“In the dreadful condition the world finds itself in today, we in America are fortunate enough to be able to lead a normal life, to bring up our children in the principles and traditions handed down to us through many generations, and to watch them enjoy all the many advantages this country has to offer its people.
These, however, are not reserved for Americans alone. All those who seek shelter and peace from the terrible cataclysms that shake other continents, can enjoy them too and find a warm welcome in this country. It is not perfunctory – it comes from the heart. I speak from experience and with an earnest wish in this time of trouble for so many to tell of all the kindness and friendliness with which newcomers are greeted here on their arrival from other countries and of the way they are made to feel at home here.
Like millions of other Russians, uprooted by the Revolution, my husband and I had left our native country to find a new home somewhere in the world and, one day in late June 1928, over twelve years ago, we sighted for the first time the distant shores of America.

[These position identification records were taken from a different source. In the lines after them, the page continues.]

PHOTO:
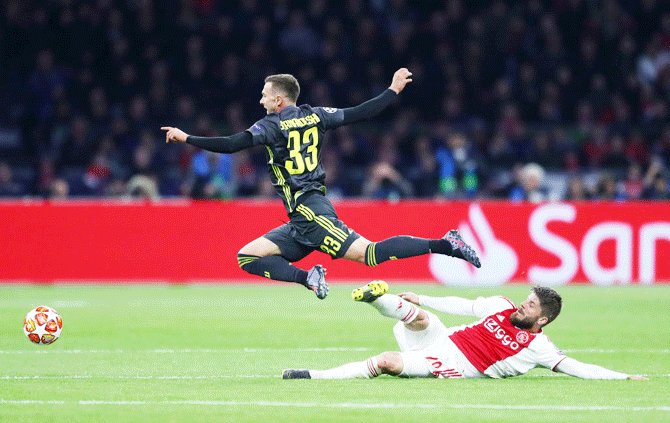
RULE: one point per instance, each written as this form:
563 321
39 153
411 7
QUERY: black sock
272 267
440 246
394 248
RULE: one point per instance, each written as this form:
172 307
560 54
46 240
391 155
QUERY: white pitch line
616 351
345 405
289 350
138 377
188 377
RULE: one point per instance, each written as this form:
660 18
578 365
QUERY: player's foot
370 292
460 249
295 374
316 281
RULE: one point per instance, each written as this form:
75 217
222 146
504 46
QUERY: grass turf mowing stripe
187 351
263 350
346 405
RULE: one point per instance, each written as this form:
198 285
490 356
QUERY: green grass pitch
160 353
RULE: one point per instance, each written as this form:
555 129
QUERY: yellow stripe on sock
372 261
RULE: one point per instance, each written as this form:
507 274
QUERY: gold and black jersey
293 139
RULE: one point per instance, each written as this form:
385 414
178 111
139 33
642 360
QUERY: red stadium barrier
550 243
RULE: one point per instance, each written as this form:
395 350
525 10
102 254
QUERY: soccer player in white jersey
507 341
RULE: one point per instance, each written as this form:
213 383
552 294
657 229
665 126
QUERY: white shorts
430 352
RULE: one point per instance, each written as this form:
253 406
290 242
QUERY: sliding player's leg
408 364
270 256
403 246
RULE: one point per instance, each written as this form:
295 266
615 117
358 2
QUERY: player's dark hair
287 84
550 302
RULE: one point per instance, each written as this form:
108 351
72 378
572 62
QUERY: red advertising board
551 243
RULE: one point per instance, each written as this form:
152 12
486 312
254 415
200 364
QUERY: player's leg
270 256
376 294
407 364
403 246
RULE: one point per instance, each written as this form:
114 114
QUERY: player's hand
174 134
400 78
410 296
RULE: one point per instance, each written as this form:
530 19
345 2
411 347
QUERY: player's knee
244 259
421 322
390 363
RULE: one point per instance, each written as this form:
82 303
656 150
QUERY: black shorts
314 226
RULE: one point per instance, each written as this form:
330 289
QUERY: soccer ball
42 325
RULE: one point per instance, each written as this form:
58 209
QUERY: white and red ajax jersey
498 349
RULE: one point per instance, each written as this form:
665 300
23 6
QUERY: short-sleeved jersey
498 349
293 139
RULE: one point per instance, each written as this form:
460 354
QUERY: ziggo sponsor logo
500 334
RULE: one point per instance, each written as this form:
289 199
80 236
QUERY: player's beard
525 323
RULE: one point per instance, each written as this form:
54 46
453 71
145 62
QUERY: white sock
393 306
359 369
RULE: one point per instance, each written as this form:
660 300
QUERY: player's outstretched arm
376 105
575 368
230 144
400 78
451 305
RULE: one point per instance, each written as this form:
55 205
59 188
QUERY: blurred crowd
525 100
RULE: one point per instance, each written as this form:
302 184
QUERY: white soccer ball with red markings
42 325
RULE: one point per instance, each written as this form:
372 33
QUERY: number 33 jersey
293 139
497 348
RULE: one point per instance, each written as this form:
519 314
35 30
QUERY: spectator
9 188
531 188
576 190
607 188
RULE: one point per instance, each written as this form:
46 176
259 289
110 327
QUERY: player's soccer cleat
316 281
370 292
295 374
460 249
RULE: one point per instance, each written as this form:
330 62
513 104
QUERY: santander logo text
558 243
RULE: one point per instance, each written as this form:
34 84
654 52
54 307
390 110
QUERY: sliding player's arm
338 117
575 368
480 307
229 144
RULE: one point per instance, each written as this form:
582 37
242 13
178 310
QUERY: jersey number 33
298 163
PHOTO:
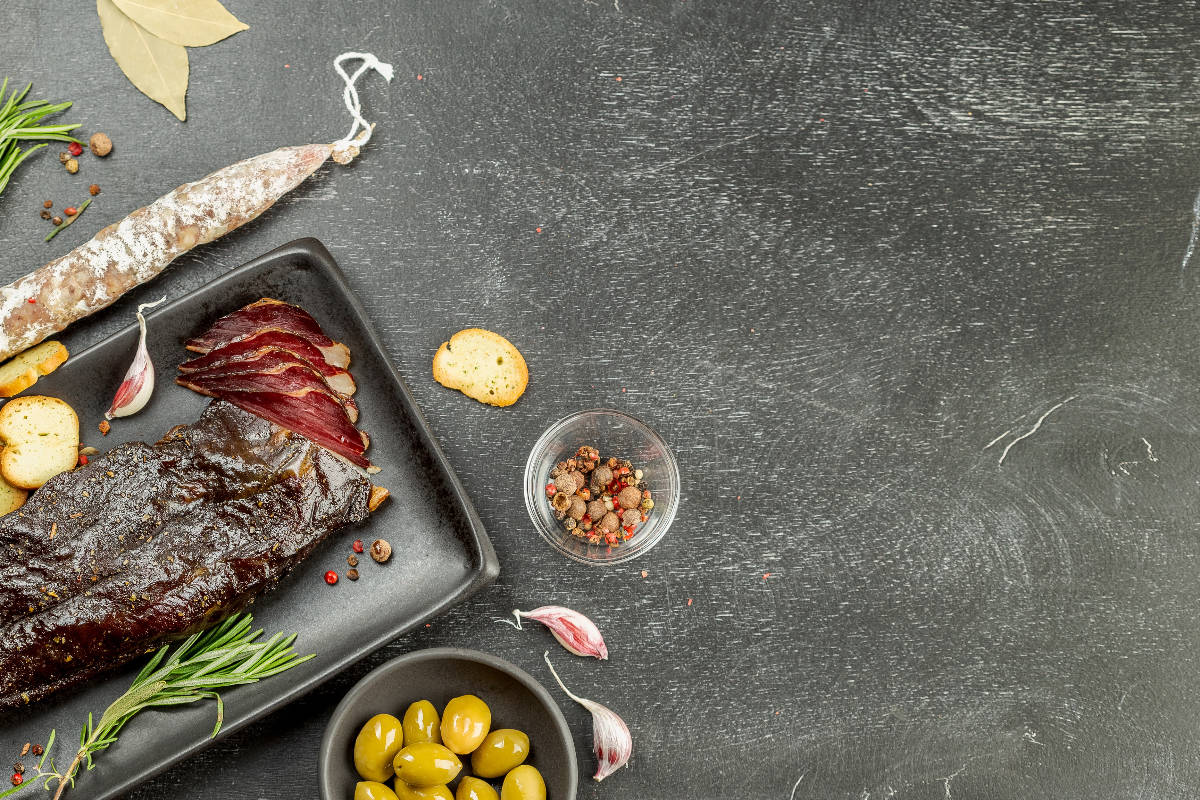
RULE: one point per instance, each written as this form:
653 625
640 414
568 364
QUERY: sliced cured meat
311 413
257 346
287 377
270 314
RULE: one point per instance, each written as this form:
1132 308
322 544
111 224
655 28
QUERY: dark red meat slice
270 314
273 360
253 346
313 414
288 378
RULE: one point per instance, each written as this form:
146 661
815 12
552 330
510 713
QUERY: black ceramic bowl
438 674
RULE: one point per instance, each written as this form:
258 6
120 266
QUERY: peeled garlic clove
573 630
138 384
611 740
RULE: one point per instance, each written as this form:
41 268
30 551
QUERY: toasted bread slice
41 439
22 371
481 365
11 497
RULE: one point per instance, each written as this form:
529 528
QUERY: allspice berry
381 551
629 497
597 510
601 476
100 144
579 507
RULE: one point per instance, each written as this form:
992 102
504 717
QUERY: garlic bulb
611 739
573 630
138 384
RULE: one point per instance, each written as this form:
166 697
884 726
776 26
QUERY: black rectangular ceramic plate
442 553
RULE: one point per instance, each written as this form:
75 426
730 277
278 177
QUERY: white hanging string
347 148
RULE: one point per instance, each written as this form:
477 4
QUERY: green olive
501 751
465 722
372 791
426 764
405 792
376 745
472 788
421 723
523 783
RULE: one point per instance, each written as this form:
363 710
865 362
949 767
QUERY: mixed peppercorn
600 500
379 551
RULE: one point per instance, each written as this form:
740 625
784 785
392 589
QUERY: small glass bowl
615 434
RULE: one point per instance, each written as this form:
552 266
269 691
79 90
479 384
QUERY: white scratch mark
1195 233
1035 428
997 438
699 155
946 781
1150 456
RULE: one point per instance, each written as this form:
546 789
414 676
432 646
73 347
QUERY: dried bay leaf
191 23
157 67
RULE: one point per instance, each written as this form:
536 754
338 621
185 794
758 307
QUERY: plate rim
484 572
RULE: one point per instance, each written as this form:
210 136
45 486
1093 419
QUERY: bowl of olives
448 723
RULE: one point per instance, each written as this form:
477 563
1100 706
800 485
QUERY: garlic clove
573 630
138 384
611 740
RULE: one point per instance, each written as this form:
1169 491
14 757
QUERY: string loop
347 148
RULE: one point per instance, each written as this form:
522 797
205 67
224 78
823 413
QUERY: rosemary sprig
223 656
21 121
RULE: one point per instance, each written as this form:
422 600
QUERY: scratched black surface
831 251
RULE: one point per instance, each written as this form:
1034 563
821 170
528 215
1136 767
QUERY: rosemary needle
21 121
223 656
66 222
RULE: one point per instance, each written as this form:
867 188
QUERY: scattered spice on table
73 212
100 144
381 551
600 500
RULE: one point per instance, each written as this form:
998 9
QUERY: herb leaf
191 23
221 657
21 121
157 67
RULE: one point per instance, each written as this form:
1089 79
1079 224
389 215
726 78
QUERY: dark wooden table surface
832 252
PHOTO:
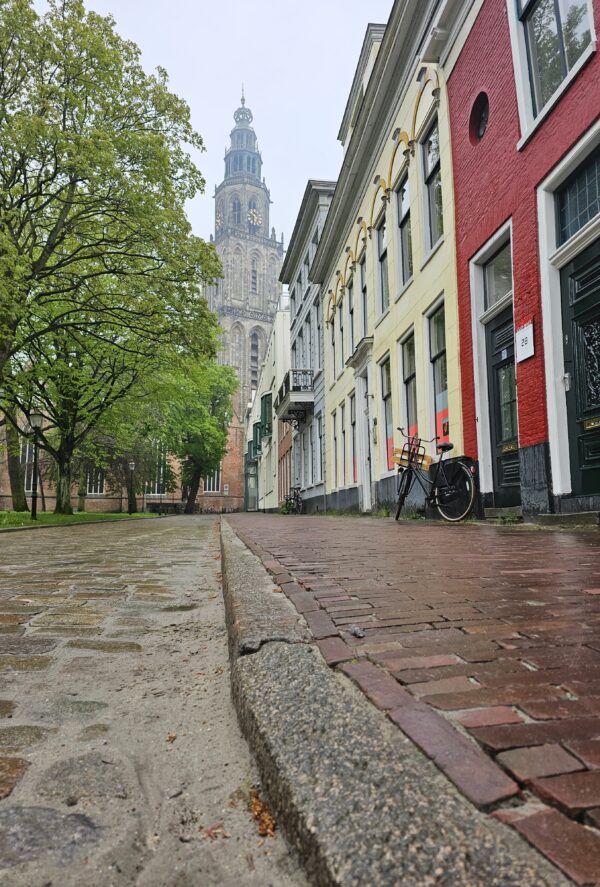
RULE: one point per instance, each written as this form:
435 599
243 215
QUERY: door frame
552 261
479 318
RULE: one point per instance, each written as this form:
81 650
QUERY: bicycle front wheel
403 490
454 499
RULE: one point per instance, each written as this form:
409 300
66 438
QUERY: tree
94 175
100 276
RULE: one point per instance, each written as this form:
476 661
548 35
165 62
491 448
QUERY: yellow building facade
387 265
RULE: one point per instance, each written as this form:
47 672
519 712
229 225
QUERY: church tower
247 296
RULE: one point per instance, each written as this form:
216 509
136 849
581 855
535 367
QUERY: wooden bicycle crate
401 455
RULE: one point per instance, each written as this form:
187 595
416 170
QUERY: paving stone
107 646
28 833
336 650
518 735
572 847
588 750
540 760
381 688
573 791
20 737
478 777
320 624
11 770
488 717
24 663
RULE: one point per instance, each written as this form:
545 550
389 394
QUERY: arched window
254 361
236 210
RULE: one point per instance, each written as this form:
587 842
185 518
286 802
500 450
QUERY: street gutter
357 799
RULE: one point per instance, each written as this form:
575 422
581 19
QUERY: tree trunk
192 492
63 487
15 469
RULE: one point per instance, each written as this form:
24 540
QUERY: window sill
554 99
382 317
432 252
404 288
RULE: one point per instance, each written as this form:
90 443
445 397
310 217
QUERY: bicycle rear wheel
454 499
403 489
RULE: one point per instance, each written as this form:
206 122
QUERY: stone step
512 512
566 519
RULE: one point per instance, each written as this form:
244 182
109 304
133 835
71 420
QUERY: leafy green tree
94 175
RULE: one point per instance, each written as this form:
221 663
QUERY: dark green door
500 337
581 340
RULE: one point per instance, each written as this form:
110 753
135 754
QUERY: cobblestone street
480 642
121 761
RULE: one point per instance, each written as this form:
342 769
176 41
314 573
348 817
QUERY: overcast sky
296 60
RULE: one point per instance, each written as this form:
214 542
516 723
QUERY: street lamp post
35 420
132 506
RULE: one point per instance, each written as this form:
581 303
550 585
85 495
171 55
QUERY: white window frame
479 317
429 430
528 120
552 260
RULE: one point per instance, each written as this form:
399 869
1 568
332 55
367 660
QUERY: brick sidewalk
481 643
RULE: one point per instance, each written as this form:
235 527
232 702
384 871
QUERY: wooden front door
500 338
581 341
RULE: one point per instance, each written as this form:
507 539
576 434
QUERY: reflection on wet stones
11 770
31 832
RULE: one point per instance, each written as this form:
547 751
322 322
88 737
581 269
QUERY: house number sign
524 342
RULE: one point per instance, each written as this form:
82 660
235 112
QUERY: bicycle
294 499
452 488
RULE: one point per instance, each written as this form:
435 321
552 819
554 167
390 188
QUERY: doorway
580 290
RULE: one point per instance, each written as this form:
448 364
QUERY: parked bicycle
451 489
294 501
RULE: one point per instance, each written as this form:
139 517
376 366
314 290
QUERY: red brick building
524 100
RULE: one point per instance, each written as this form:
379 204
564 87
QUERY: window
353 463
212 482
335 453
578 200
556 33
95 482
27 453
350 298
403 206
317 305
319 459
343 431
433 185
363 296
333 363
386 394
384 288
156 486
497 277
437 351
409 377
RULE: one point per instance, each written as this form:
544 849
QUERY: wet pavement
481 643
121 761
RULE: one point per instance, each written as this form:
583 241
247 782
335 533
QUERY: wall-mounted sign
524 342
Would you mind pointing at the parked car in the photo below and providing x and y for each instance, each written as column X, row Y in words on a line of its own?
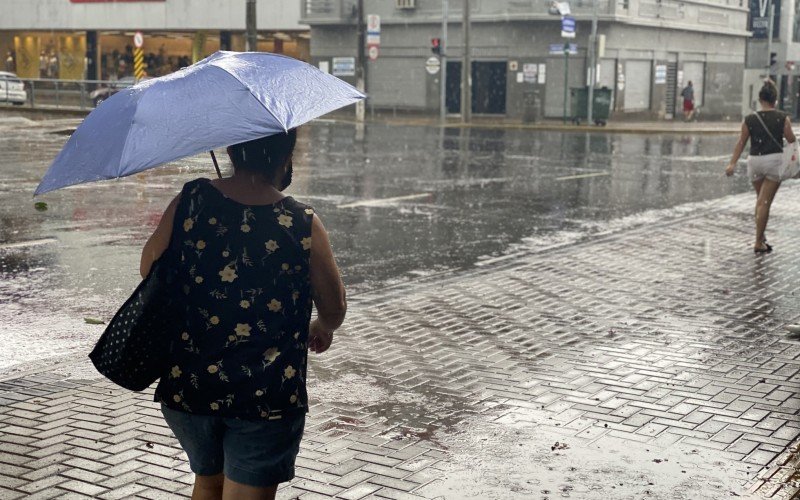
column 106, row 91
column 12, row 89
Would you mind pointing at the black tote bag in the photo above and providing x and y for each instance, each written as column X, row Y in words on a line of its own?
column 134, row 350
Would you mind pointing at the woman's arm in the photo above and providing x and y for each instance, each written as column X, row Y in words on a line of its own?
column 788, row 132
column 159, row 240
column 737, row 151
column 327, row 289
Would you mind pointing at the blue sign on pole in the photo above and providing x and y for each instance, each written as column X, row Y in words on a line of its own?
column 568, row 27
column 559, row 49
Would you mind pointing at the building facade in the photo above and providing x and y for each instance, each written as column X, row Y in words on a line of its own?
column 652, row 48
column 779, row 60
column 93, row 39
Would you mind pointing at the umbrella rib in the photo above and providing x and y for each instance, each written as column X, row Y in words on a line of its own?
column 254, row 96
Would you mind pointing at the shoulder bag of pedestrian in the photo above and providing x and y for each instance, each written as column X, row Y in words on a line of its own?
column 134, row 350
column 791, row 158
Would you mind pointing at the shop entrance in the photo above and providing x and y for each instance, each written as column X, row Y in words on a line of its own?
column 488, row 87
column 453, row 87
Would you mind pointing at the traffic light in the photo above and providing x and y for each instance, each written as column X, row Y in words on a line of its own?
column 436, row 46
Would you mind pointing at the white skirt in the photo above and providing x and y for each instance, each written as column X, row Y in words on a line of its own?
column 765, row 166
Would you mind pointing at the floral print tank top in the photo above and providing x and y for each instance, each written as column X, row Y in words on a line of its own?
column 245, row 272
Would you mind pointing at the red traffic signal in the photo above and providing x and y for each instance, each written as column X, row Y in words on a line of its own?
column 436, row 46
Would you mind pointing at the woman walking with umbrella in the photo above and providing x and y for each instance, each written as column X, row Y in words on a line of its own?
column 251, row 262
column 765, row 129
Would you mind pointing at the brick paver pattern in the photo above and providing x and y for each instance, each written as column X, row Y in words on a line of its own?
column 666, row 334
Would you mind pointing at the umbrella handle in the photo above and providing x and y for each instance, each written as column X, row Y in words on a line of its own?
column 216, row 165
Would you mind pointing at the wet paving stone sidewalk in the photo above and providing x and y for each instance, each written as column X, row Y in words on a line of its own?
column 651, row 363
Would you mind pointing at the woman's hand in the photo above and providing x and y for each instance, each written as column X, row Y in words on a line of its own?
column 319, row 338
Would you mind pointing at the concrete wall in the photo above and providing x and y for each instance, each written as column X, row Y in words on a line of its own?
column 398, row 80
column 168, row 15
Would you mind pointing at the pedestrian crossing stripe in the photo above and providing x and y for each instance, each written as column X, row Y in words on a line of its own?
column 138, row 64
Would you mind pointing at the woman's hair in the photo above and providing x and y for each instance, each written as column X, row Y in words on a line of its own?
column 264, row 155
column 768, row 93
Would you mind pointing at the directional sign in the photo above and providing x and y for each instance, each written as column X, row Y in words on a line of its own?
column 433, row 65
column 568, row 27
column 374, row 24
column 559, row 49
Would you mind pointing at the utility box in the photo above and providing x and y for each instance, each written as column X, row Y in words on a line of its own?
column 580, row 105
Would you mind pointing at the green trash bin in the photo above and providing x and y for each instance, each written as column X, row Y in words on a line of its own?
column 579, row 97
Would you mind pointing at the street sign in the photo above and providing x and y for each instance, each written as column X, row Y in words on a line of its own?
column 559, row 8
column 433, row 65
column 374, row 24
column 344, row 66
column 530, row 72
column 557, row 49
column 568, row 27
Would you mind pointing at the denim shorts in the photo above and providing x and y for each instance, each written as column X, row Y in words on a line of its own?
column 257, row 453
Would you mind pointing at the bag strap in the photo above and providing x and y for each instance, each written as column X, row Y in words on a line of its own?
column 768, row 132
column 181, row 211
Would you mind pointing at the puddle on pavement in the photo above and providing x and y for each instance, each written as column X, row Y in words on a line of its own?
column 491, row 460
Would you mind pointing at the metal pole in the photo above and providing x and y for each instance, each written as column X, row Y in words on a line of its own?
column 566, row 79
column 443, row 52
column 769, row 36
column 361, row 78
column 593, row 63
column 250, row 22
column 466, row 70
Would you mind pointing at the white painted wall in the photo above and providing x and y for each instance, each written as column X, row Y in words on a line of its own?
column 20, row 15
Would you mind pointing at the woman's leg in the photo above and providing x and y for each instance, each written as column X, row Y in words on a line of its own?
column 757, row 186
column 764, row 201
column 208, row 487
column 238, row 491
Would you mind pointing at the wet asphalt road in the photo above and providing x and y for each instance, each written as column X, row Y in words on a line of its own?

We were coming from France, where we had spent most of the time since we left Russia. In the three years of the revolution, through which we had lived, we had witnessed the disintegration of our country under the constant pressure of very clever propaganda and, in spite of the valiant fight put up by those Russians who understood that its honour and its culture, perhaps its very existence, were at stake.”
Sometime in the 1940s, as WWII raged across Europe, my grandmother Olga Woronoff, wrote those words. Several years before she had documented her life in Russia, before and during the Russian Revolution, in her only published book, Upheaval.
It was purely by chance they made the decision to immigrate to America. An American they met in Paris had urged them to make the move, assuring them of a better life and more opportunities. They decided to believe him, and it was the same man who put them up in his own house when they eventually arrived in America. It was a taste of the kindness they were to experience many times over in their new country.
My grandmother’s manuscript ends with these words:
“True poverty there is too, and there is appallingly much of it all over the world, but this condition will probably and unfortunately always exist in a greater or lesser degree. If the spirit of true Americanism however continues to prevail in this country, which it no doubt will, help and serious work toward the betterment of living conditions will be always forthcoming too.
May this spirit, when like a steady, bright flame shines in the darkness that envelops the world at present, be forever a beacon to which the unfortunate everywhere may turn their eyes in hope, in trust and in gratitude.”
For my grandparents America offered hope and healing. I wonder what they would think of America today.